É difícil manter a serenidade perante tudo isto. É difícil, também, manter o silêncio. Há sempre uma emoção que desponta e uma palavra que tem de ser dita, mas, as mais das vezes, é dita como manifestação de uma emoção que explode sem controlo face às circunstâncias. Não é bem que assim seja. Não é bom que a palavra dita e a acção praticada seja consequência directa de uma emoção mal gerida, dentro de nós, sendo expressão de uma reacção instintiva.
Melhor será conseguir olhar. Pensar com serenidade. Ser capaz de observar os diferentes aspectos do problema. Ser capaz de interiorizar primeiro o acontecimento, e só depois actuar, intervir através da palavra ou da acção ponderadas.

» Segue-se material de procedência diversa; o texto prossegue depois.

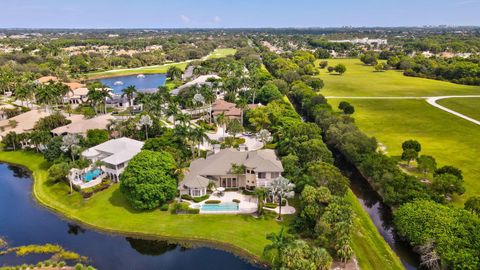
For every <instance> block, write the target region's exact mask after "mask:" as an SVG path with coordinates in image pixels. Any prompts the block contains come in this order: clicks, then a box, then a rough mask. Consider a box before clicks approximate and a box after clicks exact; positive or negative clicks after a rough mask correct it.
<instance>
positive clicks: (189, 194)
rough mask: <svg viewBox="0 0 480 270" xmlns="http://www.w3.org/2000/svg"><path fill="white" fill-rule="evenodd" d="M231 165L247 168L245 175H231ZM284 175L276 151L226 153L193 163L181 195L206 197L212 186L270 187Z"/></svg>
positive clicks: (281, 164) (179, 185)
mask: <svg viewBox="0 0 480 270" xmlns="http://www.w3.org/2000/svg"><path fill="white" fill-rule="evenodd" d="M232 164H236V165H244V166H245V173H244V174H240V175H237V174H234V173H232ZM282 172H283V166H282V162H281V161H280V160H279V159H278V157H277V155H276V154H275V151H274V150H271V149H264V150H257V151H239V150H236V149H232V148H229V149H223V150H220V151H219V152H218V153H216V154H214V155H211V156H208V157H207V158H206V159H204V158H200V159H196V160H194V161H193V162H192V163H191V164H190V168H189V172H188V173H187V174H186V175H185V178H184V179H183V181H181V182H180V184H179V190H180V193H181V194H189V195H191V196H193V197H199V196H203V195H205V194H206V192H207V187H208V184H209V183H210V182H213V183H214V184H215V185H216V186H217V187H224V188H249V189H251V188H255V187H268V186H270V184H271V183H272V181H273V180H274V179H276V178H277V177H279V176H280V175H281V173H282Z"/></svg>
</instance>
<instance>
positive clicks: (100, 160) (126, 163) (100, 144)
mask: <svg viewBox="0 0 480 270" xmlns="http://www.w3.org/2000/svg"><path fill="white" fill-rule="evenodd" d="M142 147H143V142H141V141H137V140H133V139H129V138H125V137H123V138H118V139H113V140H109V141H106V142H104V143H102V144H99V145H97V146H94V147H92V148H89V149H87V150H85V151H83V152H82V156H83V157H85V158H86V159H88V160H90V161H91V162H92V163H95V162H97V161H100V162H101V163H103V166H104V170H105V173H106V174H107V175H108V176H110V178H111V179H112V180H113V181H118V180H119V179H120V174H121V173H122V172H123V171H124V170H125V167H126V166H127V165H128V162H129V161H130V160H131V159H132V158H133V157H134V156H135V155H136V154H138V153H139V152H140V151H141V150H142Z"/></svg>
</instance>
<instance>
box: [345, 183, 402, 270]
mask: <svg viewBox="0 0 480 270" xmlns="http://www.w3.org/2000/svg"><path fill="white" fill-rule="evenodd" d="M347 199H348V200H349V201H350V202H351V203H352V205H353V211H354V212H355V218H354V226H353V227H354V228H355V229H354V230H355V231H354V232H353V239H352V248H353V250H354V251H355V255H356V257H357V260H358V264H359V266H360V269H362V270H369V269H404V268H403V266H402V263H401V261H400V259H399V258H398V257H397V255H395V253H394V252H393V251H392V249H391V248H390V246H388V244H387V242H385V240H384V239H383V238H382V236H381V235H380V234H379V233H378V230H377V228H376V227H375V225H374V224H373V222H372V220H371V219H370V217H369V216H368V214H367V213H366V212H365V210H364V209H363V208H362V206H361V204H360V202H358V200H357V198H356V197H355V195H354V194H353V192H352V191H349V192H348V195H347Z"/></svg>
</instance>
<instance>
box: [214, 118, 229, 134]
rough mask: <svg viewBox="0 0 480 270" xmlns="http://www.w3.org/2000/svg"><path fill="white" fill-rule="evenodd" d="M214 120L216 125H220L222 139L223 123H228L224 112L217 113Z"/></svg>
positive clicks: (223, 129)
mask: <svg viewBox="0 0 480 270" xmlns="http://www.w3.org/2000/svg"><path fill="white" fill-rule="evenodd" d="M216 121H217V125H220V126H222V131H223V135H222V139H223V140H225V125H226V124H227V123H228V118H227V117H226V116H225V113H224V112H222V113H221V114H219V115H217V118H216Z"/></svg>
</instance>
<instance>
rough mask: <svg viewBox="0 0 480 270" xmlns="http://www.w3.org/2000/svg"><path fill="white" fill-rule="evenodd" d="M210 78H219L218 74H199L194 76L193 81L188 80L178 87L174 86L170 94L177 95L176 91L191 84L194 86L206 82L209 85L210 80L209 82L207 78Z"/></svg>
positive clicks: (177, 92) (219, 78)
mask: <svg viewBox="0 0 480 270" xmlns="http://www.w3.org/2000/svg"><path fill="white" fill-rule="evenodd" d="M211 79H216V80H218V79H220V77H219V76H217V75H202V76H199V77H198V78H196V79H195V80H193V81H190V82H188V83H186V84H184V85H182V86H180V87H178V88H175V89H173V90H172V91H170V94H172V95H174V96H176V95H178V93H180V91H181V90H182V89H185V88H188V87H191V86H195V85H204V84H207V85H211V82H209V80H211Z"/></svg>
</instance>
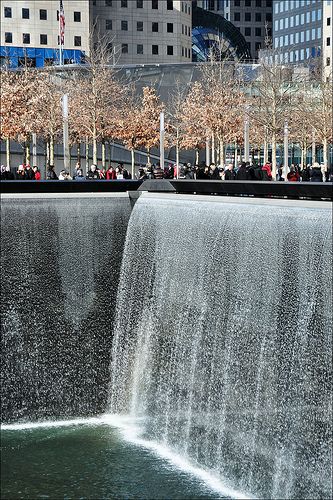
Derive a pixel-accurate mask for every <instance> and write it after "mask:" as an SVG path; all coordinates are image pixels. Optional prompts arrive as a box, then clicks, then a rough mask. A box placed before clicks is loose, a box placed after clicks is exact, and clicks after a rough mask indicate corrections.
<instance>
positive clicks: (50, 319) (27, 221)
mask: <svg viewBox="0 0 333 500" xmlns="http://www.w3.org/2000/svg"><path fill="white" fill-rule="evenodd" d="M130 214H131V205H130V201H129V199H128V196H126V195H124V196H123V197H122V196H121V194H117V195H116V196H114V195H111V196H108V195H107V194H103V195H100V196H99V195H98V194H97V193H95V194H94V195H89V194H80V195H79V196H75V195H70V196H66V195H59V196H56V195H51V196H50V195H45V196H44V197H43V196H42V195H39V196H38V197H36V196H33V195H31V196H29V195H28V196H25V195H23V196H20V195H13V196H10V197H4V198H3V199H2V207H1V276H2V286H1V310H2V314H1V320H2V321H1V358H2V363H1V408H2V412H1V418H2V423H4V422H7V423H8V422H18V421H35V420H40V419H43V418H51V417H53V418H58V419H59V418H62V417H64V416H81V415H82V416H88V415H94V414H98V413H100V412H102V411H105V405H106V401H107V394H108V383H109V363H110V350H111V340H112V338H111V335H110V333H109V331H110V328H111V329H112V322H113V315H114V309H115V300H116V293H117V286H118V281H119V272H120V264H121V259H122V252H123V246H124V241H125V235H126V229H127V223H128V220H129V218H130ZM106 332H107V334H106Z"/></svg>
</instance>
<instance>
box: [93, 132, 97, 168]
mask: <svg viewBox="0 0 333 500" xmlns="http://www.w3.org/2000/svg"><path fill="white" fill-rule="evenodd" d="M93 164H94V165H97V139H96V136H94V137H93Z"/></svg>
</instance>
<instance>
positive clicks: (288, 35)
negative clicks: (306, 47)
mask: <svg viewBox="0 0 333 500" xmlns="http://www.w3.org/2000/svg"><path fill="white" fill-rule="evenodd" d="M316 38H317V39H318V40H321V28H317V29H316V28H312V29H311V30H306V31H301V32H299V33H298V32H297V33H290V34H289V35H284V36H280V37H276V38H274V47H275V48H278V47H287V46H288V45H297V44H298V43H304V42H310V41H312V40H315V39H316Z"/></svg>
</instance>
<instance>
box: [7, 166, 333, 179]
mask: <svg viewBox="0 0 333 500" xmlns="http://www.w3.org/2000/svg"><path fill="white" fill-rule="evenodd" d="M288 170H289V172H288V173H287V176H286V179H285V177H284V168H283V165H280V166H279V168H278V170H277V178H276V180H277V181H285V180H287V181H289V182H300V181H302V182H323V181H332V180H333V175H332V170H331V169H329V170H328V171H327V172H324V173H323V172H322V169H321V167H320V165H319V163H317V162H315V163H314V164H313V165H306V166H303V167H302V168H301V166H300V165H294V164H292V165H290V167H288ZM131 178H132V176H131V173H130V171H129V170H128V169H127V168H126V167H124V164H123V163H119V164H118V165H117V166H116V167H113V166H112V165H109V166H108V168H103V167H102V168H98V167H97V165H94V164H92V165H91V166H90V168H89V170H88V171H87V173H86V174H84V171H83V168H82V167H81V165H80V163H77V164H76V166H75V168H74V172H73V175H70V173H69V172H67V171H66V170H61V172H60V174H59V175H57V174H56V172H55V168H54V166H53V165H51V166H49V167H48V169H47V171H46V179H47V180H67V181H68V180H74V181H85V180H108V181H109V180H123V179H131ZM135 179H137V180H146V179H188V180H195V179H198V180H223V181H233V180H238V181H271V180H273V177H272V165H271V163H270V162H266V163H265V164H264V165H260V164H254V165H252V164H251V163H250V162H241V163H240V164H239V165H238V166H237V168H235V166H234V164H233V163H229V164H228V165H226V166H225V167H224V166H221V165H216V164H215V163H211V164H210V165H209V166H207V165H205V163H204V162H203V163H201V164H199V165H193V166H192V165H191V164H190V163H187V164H184V165H181V166H179V168H178V172H177V167H176V165H174V164H172V163H170V164H169V165H168V166H166V167H165V168H164V169H162V168H161V167H160V165H158V164H156V165H155V164H152V165H150V164H147V165H140V166H139V169H138V171H137V173H136V175H135ZM1 180H36V181H39V180H41V173H40V171H39V169H38V167H36V166H33V167H31V166H30V165H29V164H26V165H25V164H22V165H19V166H18V168H17V170H16V172H15V173H13V172H12V171H11V169H10V168H9V167H8V166H6V167H5V166H4V165H1Z"/></svg>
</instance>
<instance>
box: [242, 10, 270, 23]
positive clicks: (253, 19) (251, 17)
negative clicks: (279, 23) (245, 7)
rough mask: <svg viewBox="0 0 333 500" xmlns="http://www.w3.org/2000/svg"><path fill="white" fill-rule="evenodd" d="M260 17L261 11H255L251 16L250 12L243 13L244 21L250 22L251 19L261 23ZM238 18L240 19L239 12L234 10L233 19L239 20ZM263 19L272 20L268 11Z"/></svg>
mask: <svg viewBox="0 0 333 500" xmlns="http://www.w3.org/2000/svg"><path fill="white" fill-rule="evenodd" d="M262 18H263V15H262V14H261V12H255V14H254V15H253V16H252V12H245V13H244V21H245V22H251V21H252V20H253V21H255V22H256V23H261V22H262ZM240 20H241V13H240V12H234V21H238V22H240ZM265 20H266V21H267V22H272V14H271V13H270V12H267V13H266V14H265Z"/></svg>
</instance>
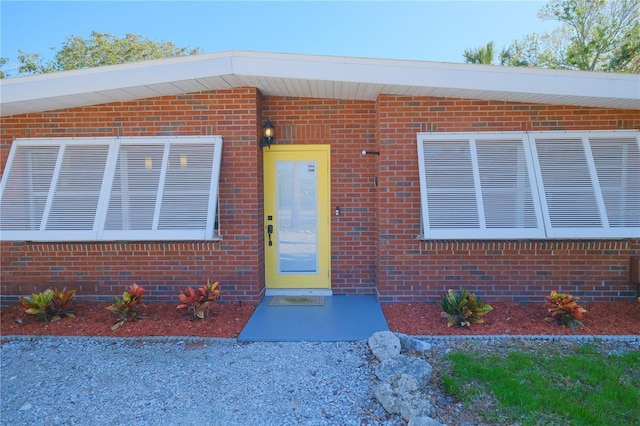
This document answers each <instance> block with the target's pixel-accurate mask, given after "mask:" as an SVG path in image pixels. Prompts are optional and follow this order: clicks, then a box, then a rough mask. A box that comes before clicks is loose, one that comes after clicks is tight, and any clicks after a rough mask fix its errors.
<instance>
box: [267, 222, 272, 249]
mask: <svg viewBox="0 0 640 426" xmlns="http://www.w3.org/2000/svg"><path fill="white" fill-rule="evenodd" d="M271 234H273V225H267V235H268V236H269V246H272V245H273V241H271Z"/></svg>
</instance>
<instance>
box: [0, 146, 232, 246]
mask: <svg viewBox="0 0 640 426" xmlns="http://www.w3.org/2000/svg"><path fill="white" fill-rule="evenodd" d="M221 157H222V138H220V137H214V136H204V137H198V136H190V137H176V138H152V137H151V138H92V139H67V138H59V139H22V140H17V141H14V143H13V145H12V147H11V151H10V153H9V158H8V161H7V166H6V168H5V170H4V173H3V177H2V181H0V238H1V239H3V240H19V241H24V240H31V241H96V240H98V241H100V240H107V241H111V240H130V241H146V240H161V241H162V240H165V241H166V240H207V239H213V238H215V237H216V236H215V235H214V232H215V223H216V212H217V200H218V197H217V195H218V179H219V175H220V166H221Z"/></svg>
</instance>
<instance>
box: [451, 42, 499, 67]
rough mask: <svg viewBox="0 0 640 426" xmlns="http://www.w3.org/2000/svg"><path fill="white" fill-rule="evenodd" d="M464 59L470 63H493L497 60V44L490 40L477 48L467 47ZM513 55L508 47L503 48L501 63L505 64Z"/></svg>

Aquilo que verdadeiramente distingue o homem é, justamente, ser capaz da acção ponderada e não meramente instintiva, esta última só faz sentido perante um sinal de perigo ou de necessidade de sobrevivência. Em todos os outros casos, é benéfica a ponderação e a serenidade. Perante um problema grave e que influi negativamente na minha vida e na vida dos outros, fazer, primeiro a análise dos diferentes aspectos da questão (há sempre em tudo aspectos positivos e negativos) e agir depois.
Nestes casos, a resposta que vem do instinto é sobretudo uma resposta dominada pelo medo e que não é isenta. O medo tolda o raciocínio e a capacidade de acção. Também a emoção instintiva não é a melhor conselheira, domina a mente e perde-se um rasgo de acção consequente. Claro que o ideal é ser capaz de rapidamente raciocinar com isenção estabelecendo uma análise objectiva dos acontecimentos. E agir com uma finalidade abrangente e não egoísta. Muitas vezes os problemas pessoais resolvem-se melhor se perspectivarmos uma finalidade ou objectivo mais abrangente que envolva outras e diferentes pessoas, do que se nos detivermos na nossa vertente pessoal e egoísta de vida. Tudo no trilho da nossa vida deve, na medida do possível, procurar antever a uma objectivo e significado maiores. O que posso eu fazer pelos outros com a minha acção pessoal; ou como posso contribuir para a resolução do meu problema com vantagem também para outras pessoas. Esta dinâmica vivifica a vida, dá-lhe ânimo e brilho e torna tudo na existência mais suave e pleno de significado.
O silêncio e a isenção (pessoais e em relação aos outros) não podem ser confundidos com indiferença ou indolência. Há toda uma voz que se ouve, numa mente capaz de, fazendo silêncio, posicionar-se no trilho da vida.